My first failure occurred in L-6. I reported what appeared to be a cyno on a station and a Thantos at that cyno. I had not, however, actually warped towards the cyno, and when the FC ordered a Drake to warp in and aggress, the Drake ended up pinned on a tower on a moon near the station. The FC replaced his ship and gave me a mild scolding.
To be fair, I didn't promise good results when we set out, saying that while I was technically capable, I didn't have any practice in the art of playing hide and seek.
We continued our trek towards 3-F, and I jumped in alone from 0TKF-. I bounced above the Efa gate and caught sight of a gatecamp: three drakes, a dramiel, a hound, and a firetail, with two drag bubbles, most likely set up from the 0TKF- and I1Y- gate. I should have checked, but didn't have the presence of mind to do so at the time.

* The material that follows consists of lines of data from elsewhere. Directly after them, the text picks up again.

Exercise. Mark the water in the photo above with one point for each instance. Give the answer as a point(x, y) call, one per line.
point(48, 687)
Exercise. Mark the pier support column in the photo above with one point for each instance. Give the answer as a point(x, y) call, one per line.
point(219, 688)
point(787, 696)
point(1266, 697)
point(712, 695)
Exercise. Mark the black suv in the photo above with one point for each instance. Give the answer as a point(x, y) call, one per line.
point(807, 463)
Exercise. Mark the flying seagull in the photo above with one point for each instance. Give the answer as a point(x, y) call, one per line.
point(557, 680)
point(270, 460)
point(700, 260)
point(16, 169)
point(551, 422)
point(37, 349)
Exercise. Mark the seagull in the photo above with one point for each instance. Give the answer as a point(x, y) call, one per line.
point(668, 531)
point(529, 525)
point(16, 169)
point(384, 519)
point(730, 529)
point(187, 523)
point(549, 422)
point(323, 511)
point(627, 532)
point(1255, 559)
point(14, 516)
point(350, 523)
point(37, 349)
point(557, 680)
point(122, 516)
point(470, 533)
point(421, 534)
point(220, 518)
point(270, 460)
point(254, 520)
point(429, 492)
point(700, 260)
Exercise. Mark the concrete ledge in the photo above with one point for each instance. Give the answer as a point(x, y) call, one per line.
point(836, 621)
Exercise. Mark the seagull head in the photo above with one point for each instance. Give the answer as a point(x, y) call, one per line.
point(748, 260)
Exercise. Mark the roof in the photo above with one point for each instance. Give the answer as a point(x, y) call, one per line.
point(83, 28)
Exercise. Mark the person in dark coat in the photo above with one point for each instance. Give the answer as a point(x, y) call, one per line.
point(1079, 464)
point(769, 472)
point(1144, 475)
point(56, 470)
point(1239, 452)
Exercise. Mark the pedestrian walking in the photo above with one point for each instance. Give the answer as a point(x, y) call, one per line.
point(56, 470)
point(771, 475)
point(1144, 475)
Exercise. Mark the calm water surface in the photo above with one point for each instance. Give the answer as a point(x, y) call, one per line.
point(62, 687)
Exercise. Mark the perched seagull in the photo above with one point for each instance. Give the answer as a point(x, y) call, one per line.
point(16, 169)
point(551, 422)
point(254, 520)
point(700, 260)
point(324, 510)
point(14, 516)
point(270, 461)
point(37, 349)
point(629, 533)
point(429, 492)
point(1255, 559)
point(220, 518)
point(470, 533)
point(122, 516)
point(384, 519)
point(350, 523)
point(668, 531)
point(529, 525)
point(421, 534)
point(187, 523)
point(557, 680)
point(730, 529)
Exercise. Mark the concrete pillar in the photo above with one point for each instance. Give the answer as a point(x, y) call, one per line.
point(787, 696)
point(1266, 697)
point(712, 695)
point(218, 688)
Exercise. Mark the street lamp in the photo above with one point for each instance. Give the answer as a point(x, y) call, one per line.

I warped down to the gate as the Drakes approached the drag bubbles, settling approximately forty kilometers off the Efa gate towards the bubbles. I reported being within five of one Drake and ten of a second, the third nearly back at the Efa gate. FC ordered interdictors to jump in and drop bubbles.
Unfortunately, five people jumped into 3-F, a fact I missed as I watched the Drakes align to safes and warp off. I decloaked and began the targeting sequence a second too late to catch any of the Drakes on the gate with either my Warp disruptor II or my Warp Scrambler II.
I deployed probes, and began scanning. Thanks to my earlier scanning attempts in L-6, I had a capital class and up filter active while scanning for Drakes, only realizing the mistake five minutes in. I quickly changed the filter to scan for all ship signatures, knowing that I was looking for a Drake, and picked up a full Drake signature at a belt near planet ten.
I warped in at ten, approached, decloaked, laid down both points and called for support. The Drake targeted me, opened fire, salvo after salvo smashing shields and armor as I attempted to keep my signature radius small and fast with an afterburner. Some seconds later, an interdictor landed, bubble went up, I aligned out and took another two salvos on the align out before exiting the disruption bubble and warping. The fleet cleaned him up for me. I escaped with thirty-nine percent armor integrity.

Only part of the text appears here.